Then something strange happens. You may find that you have become someone’s hero. That can be very flattering. It can also backfire when you realize that yes, you are not a perfect person. That means you are bound to disappoint someone. They will see that you are not a hero cast in stone.
One creator is my age, younger by a matter of months. We took similar paths in college, only I went to my siblings’ alma matter and he went to art school. While I was working at grad school and editing novellas, he was publishing comics that were an instant hit with the masses. Finding this out made me jealous and questioning what I was doing with my life. Regrets hit, and some resentment.

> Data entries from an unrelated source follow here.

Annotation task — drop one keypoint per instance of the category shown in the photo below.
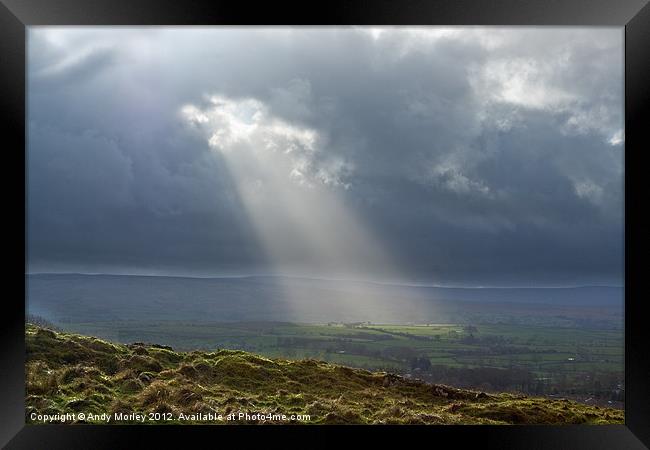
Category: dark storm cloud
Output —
(478, 156)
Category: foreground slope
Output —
(72, 373)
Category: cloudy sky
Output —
(465, 156)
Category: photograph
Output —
(324, 225)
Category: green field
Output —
(72, 378)
(542, 360)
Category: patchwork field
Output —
(584, 363)
(93, 381)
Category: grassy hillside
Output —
(69, 373)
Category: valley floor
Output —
(73, 378)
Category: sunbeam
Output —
(294, 196)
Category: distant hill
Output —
(74, 298)
(69, 373)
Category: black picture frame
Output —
(634, 15)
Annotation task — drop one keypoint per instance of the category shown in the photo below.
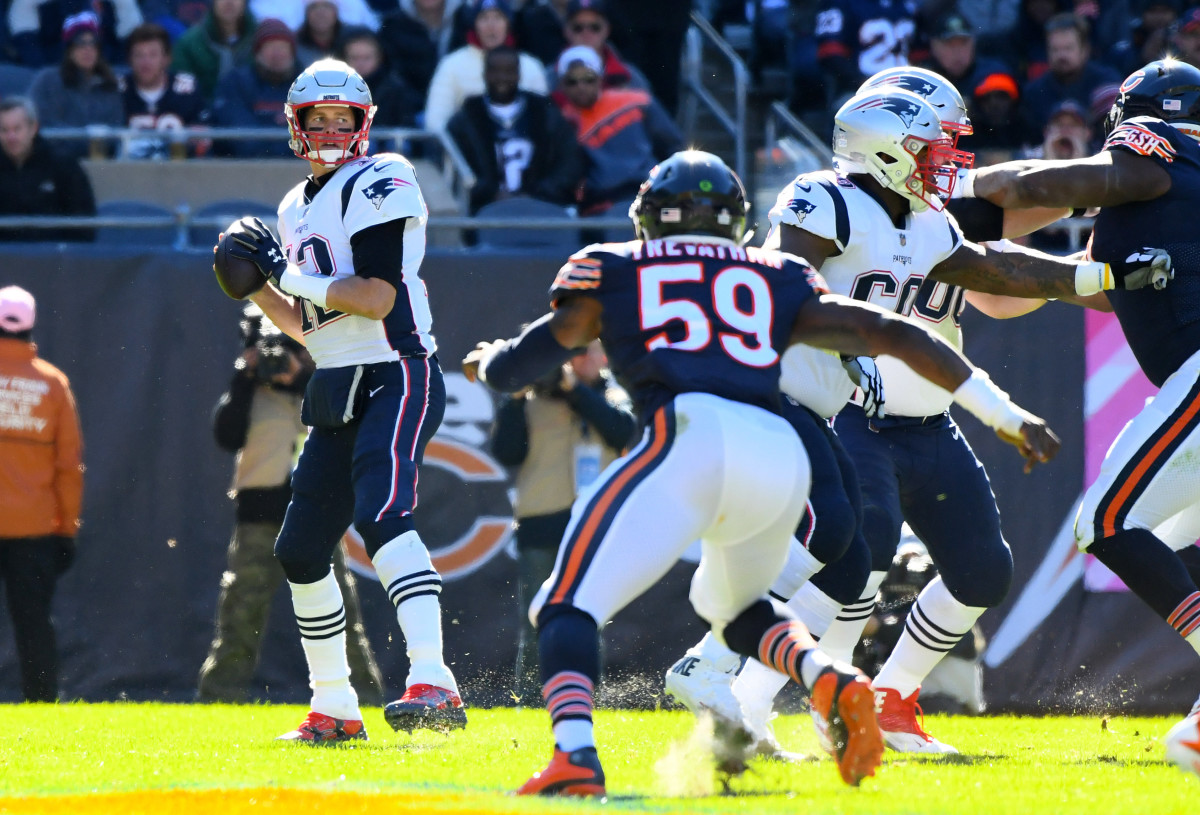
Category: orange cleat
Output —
(576, 773)
(321, 729)
(426, 707)
(843, 707)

Then this past week, some friends told me some harsh truths about this person. They may have broken up a happy relationship, something that I have never done. And to add insult to injury, they put this dynamic in one of their creations, at least according to the people that I know who have seen the media in question. (I’m a recluse and it takes a lot for me to go out on dates and give people a chance romantically.)
I felt disappointment. And a bit of relief. This person was not tackling life or true love well. They had created something great and found success, but I didn’t have to compare myself to them.

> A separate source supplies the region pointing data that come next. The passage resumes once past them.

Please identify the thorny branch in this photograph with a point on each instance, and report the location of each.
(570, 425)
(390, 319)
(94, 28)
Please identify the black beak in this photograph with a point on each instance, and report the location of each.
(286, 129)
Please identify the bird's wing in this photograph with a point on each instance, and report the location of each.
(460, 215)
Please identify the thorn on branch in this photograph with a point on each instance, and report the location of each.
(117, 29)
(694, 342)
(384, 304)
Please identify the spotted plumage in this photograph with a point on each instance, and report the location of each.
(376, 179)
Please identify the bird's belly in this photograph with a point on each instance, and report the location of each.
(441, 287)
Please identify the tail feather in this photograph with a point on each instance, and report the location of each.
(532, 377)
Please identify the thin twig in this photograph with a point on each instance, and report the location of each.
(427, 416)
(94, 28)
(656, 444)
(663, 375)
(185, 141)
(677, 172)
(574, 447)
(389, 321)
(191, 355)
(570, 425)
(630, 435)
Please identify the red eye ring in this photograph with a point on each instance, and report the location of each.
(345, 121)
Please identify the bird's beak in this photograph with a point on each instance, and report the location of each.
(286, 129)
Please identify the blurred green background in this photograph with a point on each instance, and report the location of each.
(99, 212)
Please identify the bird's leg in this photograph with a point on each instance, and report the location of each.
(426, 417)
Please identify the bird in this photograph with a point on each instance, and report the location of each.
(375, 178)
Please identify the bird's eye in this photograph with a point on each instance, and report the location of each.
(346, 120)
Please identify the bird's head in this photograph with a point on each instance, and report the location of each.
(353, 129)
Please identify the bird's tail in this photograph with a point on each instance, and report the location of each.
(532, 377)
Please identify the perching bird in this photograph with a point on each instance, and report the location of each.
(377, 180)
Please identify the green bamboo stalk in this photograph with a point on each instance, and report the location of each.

WorldCon was the first time someone came up to ask for an autograph. It was nice, and scary. People may actually look up to me.
I am not a perfect person. Far from it. Most days, I wake up with my hair standing on one end and I hate folding laundry or making my bed. When I’m angry, I scowl and make sarcastic remarks. I also think that it’s a crime to put pineapples on pizza and don’t know what people are thinking that such a digestive fruit would go with cheese.
But there is one thing I will try to do: be kinder every day. Not because someone might be looking up to me, because I want to be proud of the person I am now, and have fewer regrets.